Check_Dupe_Columns
checks for duplicated columns, columns with the same values, and columns with single value. Currently not updated for multi-terms
Arguments
- df
a data.table containing the columns of interest
- cols
columns to check
- term_n
term numbers for each element of the model
- verbose
integer valued 0-4 controlling what information is printed to the terminal. Each level includes the lower levels. 0: silent, 1: errors printed, 2: warnings printed, 3: notes printed, 4: debug information printed. Errors are situations that stop the regression, warnings are situations that assume default values that the user might not have intended, notes provide information on regression progress, and debug prints out C++ progress and intermediate results.

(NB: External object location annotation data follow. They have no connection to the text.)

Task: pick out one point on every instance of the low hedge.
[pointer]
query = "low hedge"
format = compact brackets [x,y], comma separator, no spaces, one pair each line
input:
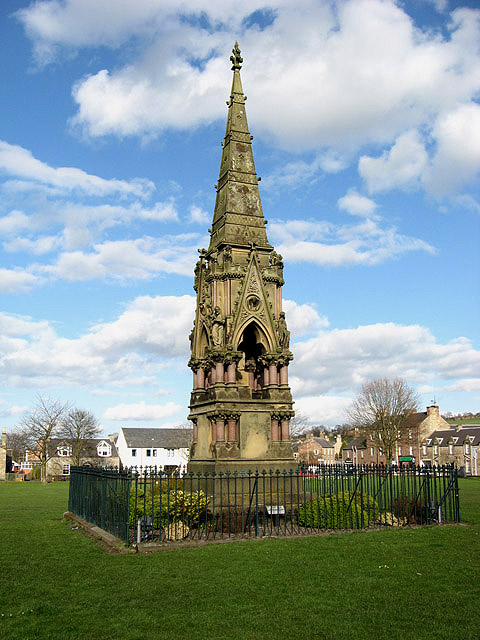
[341,511]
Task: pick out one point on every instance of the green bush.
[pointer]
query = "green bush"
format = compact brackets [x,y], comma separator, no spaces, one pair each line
[338,511]
[167,506]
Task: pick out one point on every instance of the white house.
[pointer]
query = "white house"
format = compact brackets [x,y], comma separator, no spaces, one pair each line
[165,449]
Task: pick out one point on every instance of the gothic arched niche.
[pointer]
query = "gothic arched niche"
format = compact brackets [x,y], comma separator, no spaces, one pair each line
[203,343]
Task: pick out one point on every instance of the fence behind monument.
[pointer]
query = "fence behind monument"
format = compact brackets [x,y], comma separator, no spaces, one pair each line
[148,505]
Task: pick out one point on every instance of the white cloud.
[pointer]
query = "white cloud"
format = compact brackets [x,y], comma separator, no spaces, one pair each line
[320,409]
[17,280]
[150,335]
[457,157]
[325,244]
[141,411]
[401,166]
[356,71]
[341,360]
[20,162]
[302,318]
[356,204]
[199,216]
[138,259]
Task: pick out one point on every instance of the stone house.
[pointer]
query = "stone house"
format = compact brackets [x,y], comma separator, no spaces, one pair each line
[165,449]
[457,445]
[98,452]
[362,449]
[315,451]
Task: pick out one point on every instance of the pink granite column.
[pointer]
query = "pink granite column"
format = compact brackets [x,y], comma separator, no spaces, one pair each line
[275,431]
[272,374]
[232,430]
[266,377]
[284,429]
[220,431]
[219,372]
[231,373]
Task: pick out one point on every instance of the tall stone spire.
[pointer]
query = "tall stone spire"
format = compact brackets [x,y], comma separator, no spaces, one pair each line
[238,217]
[241,403]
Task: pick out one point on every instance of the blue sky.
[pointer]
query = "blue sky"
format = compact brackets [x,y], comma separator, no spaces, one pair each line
[366,124]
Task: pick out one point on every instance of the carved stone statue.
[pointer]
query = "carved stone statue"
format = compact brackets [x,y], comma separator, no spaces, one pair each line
[283,334]
[218,328]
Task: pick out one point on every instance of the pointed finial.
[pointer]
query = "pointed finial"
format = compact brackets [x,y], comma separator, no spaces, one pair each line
[236,59]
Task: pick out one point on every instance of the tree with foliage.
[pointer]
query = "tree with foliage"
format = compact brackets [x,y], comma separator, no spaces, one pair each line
[40,426]
[78,426]
[382,409]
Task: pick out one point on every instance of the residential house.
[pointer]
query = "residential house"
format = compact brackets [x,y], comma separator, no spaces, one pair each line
[165,449]
[98,452]
[458,445]
[408,448]
[361,450]
[315,451]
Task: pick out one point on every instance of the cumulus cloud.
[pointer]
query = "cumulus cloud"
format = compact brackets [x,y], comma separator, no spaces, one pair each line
[367,243]
[303,318]
[401,166]
[131,351]
[356,204]
[340,360]
[20,162]
[457,156]
[141,411]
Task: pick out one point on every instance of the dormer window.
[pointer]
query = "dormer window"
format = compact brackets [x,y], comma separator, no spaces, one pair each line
[104,449]
[64,450]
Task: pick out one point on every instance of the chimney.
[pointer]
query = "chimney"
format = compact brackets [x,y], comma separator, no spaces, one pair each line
[433,410]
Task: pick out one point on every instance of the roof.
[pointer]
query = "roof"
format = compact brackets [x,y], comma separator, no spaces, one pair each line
[158,438]
[90,450]
[359,443]
[461,433]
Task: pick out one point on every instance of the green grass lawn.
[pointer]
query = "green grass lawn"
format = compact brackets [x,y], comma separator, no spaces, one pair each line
[409,583]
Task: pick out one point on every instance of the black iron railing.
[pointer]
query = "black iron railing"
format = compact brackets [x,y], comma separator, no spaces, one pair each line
[148,505]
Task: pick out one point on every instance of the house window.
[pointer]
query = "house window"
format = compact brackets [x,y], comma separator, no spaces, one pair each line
[104,449]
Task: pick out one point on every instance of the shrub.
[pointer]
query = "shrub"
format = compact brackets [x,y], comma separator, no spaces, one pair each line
[409,509]
[167,506]
[338,512]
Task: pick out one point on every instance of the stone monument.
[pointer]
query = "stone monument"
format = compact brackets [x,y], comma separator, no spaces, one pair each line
[241,403]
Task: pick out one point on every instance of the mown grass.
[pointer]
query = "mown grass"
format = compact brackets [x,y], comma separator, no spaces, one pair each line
[410,583]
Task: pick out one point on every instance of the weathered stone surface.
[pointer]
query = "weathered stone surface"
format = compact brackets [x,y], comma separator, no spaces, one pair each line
[241,402]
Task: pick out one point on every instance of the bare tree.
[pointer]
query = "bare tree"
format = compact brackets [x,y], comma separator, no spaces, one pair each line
[382,409]
[298,425]
[40,426]
[77,427]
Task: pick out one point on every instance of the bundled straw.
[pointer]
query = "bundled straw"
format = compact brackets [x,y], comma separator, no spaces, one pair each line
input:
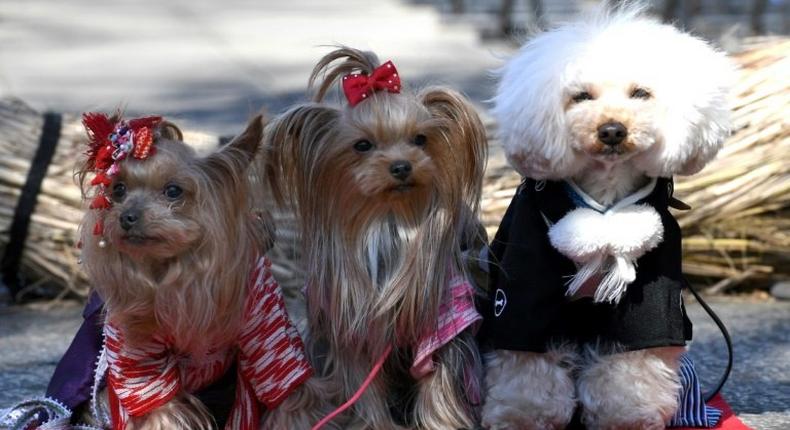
[739,228]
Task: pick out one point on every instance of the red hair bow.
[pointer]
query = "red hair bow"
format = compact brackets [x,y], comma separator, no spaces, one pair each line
[358,87]
[110,141]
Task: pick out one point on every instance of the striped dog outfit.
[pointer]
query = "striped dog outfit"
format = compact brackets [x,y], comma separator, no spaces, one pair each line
[269,354]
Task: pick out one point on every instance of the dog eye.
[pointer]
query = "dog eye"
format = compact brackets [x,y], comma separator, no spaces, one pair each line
[582,96]
[118,191]
[173,191]
[640,93]
[363,146]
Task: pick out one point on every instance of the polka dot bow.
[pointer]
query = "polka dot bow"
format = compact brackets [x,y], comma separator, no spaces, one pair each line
[358,87]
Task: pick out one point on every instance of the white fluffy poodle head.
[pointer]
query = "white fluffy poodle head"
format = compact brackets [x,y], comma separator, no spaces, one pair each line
[616,88]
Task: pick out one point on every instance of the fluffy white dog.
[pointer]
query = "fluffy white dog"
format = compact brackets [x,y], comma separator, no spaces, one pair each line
[586,307]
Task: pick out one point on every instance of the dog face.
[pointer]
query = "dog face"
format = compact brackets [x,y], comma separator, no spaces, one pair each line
[161,259]
[403,155]
[155,210]
[620,89]
[386,156]
[174,201]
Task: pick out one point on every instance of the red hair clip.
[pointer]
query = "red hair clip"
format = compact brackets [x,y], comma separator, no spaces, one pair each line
[358,87]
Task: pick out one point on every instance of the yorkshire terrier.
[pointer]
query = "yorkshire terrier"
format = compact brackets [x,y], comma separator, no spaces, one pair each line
[586,309]
[172,245]
[387,190]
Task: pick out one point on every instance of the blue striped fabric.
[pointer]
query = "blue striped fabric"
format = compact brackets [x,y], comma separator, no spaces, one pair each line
[692,410]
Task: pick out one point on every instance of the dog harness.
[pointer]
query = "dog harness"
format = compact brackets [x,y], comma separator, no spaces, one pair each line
[456,314]
[269,353]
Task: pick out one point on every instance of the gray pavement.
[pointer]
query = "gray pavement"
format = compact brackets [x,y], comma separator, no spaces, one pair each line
[208,65]
[32,341]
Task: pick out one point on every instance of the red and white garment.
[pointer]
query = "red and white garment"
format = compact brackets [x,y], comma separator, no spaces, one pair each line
[269,352]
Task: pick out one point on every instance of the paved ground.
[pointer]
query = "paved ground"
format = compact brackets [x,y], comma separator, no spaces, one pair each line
[31,342]
[210,64]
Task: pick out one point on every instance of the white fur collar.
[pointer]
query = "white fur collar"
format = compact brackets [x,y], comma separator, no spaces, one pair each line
[607,241]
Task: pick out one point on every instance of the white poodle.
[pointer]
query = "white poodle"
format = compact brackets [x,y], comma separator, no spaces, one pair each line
[586,308]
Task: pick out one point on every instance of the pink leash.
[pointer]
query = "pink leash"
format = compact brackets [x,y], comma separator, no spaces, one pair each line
[361,390]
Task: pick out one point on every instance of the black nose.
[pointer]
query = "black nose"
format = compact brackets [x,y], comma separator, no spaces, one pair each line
[400,169]
[129,218]
[612,133]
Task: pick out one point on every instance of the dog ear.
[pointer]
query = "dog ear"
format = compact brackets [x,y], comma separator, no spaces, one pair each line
[464,132]
[234,158]
[288,141]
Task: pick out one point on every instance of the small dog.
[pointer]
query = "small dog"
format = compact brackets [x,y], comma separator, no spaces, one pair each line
[597,116]
[172,245]
[387,191]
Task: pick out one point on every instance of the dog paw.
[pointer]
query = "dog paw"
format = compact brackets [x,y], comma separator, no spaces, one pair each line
[528,391]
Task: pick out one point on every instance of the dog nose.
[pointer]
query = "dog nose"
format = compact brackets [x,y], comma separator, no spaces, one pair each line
[400,169]
[129,218]
[612,133]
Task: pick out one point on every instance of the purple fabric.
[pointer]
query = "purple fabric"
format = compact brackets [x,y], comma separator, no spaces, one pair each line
[73,379]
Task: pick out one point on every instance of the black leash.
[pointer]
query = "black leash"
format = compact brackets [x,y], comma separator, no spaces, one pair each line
[26,205]
[727,340]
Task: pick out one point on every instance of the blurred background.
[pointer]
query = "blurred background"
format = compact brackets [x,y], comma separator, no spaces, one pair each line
[209,65]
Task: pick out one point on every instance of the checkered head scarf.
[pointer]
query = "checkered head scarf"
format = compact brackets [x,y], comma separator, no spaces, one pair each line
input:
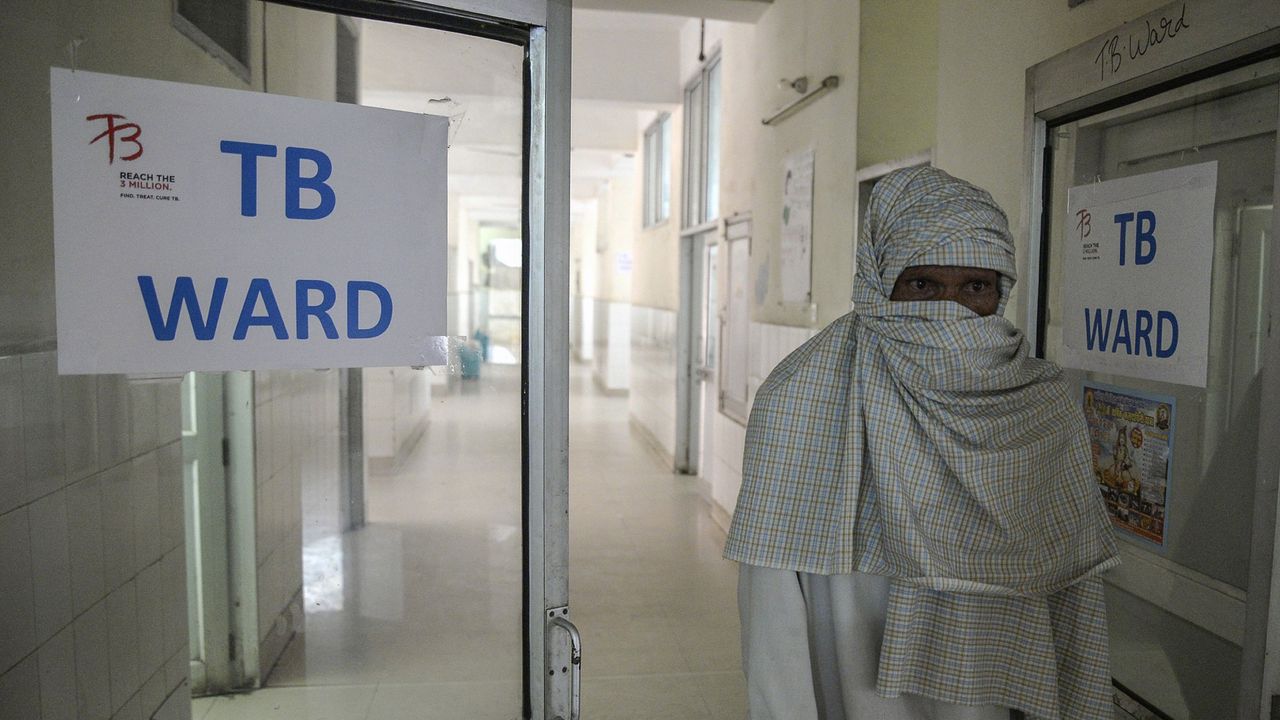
[976,451]
[919,440]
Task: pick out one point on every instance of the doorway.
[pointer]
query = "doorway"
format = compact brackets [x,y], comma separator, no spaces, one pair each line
[506,73]
[1180,601]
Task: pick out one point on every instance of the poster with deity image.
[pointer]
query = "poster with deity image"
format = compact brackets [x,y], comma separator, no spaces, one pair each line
[1132,442]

The default level is 2 and True/False is converted to 3/0.
- factor_check
a boolean used to skip comparing columns of the form ?_? with the same initial string, which is used for factored columns
See also
Other Data Cleaning Functions:
Check_Trunc()
,
Check_Verbose()
,
Convert_Model_Eq()
,
Correct_Formula_Order()
,
Date_Shift()
,
Def_Control()
,
Def_Control_Guess()
,
Def_model_control()
,
Def_modelform_fix()
,
Event_Count_Gen()
,
Event_Time_Gen()
,
Joint_Multiple_Events()
,
Replace_Missing()
,
Time_Since()
,
factorize()
,
factorize_par()
,
gen_time_dep()
,
interact_them()
Examples
library(data.table)
a <- c(0, 1, 2, 3, 4, 5, 6)
b <- c(1, 2, 3, 4, 5, 6, 7)
c <- c(0, 1, 2, 1, 0, 1, 0)
df <- data.table::data.table("a" = a, "b" = b, "c" = c)
cols <- c("a", "b", "c")
term_n <- c(0, 0, 1)
unique_cols <- Check_Dupe_Columns(df, cols, term_n)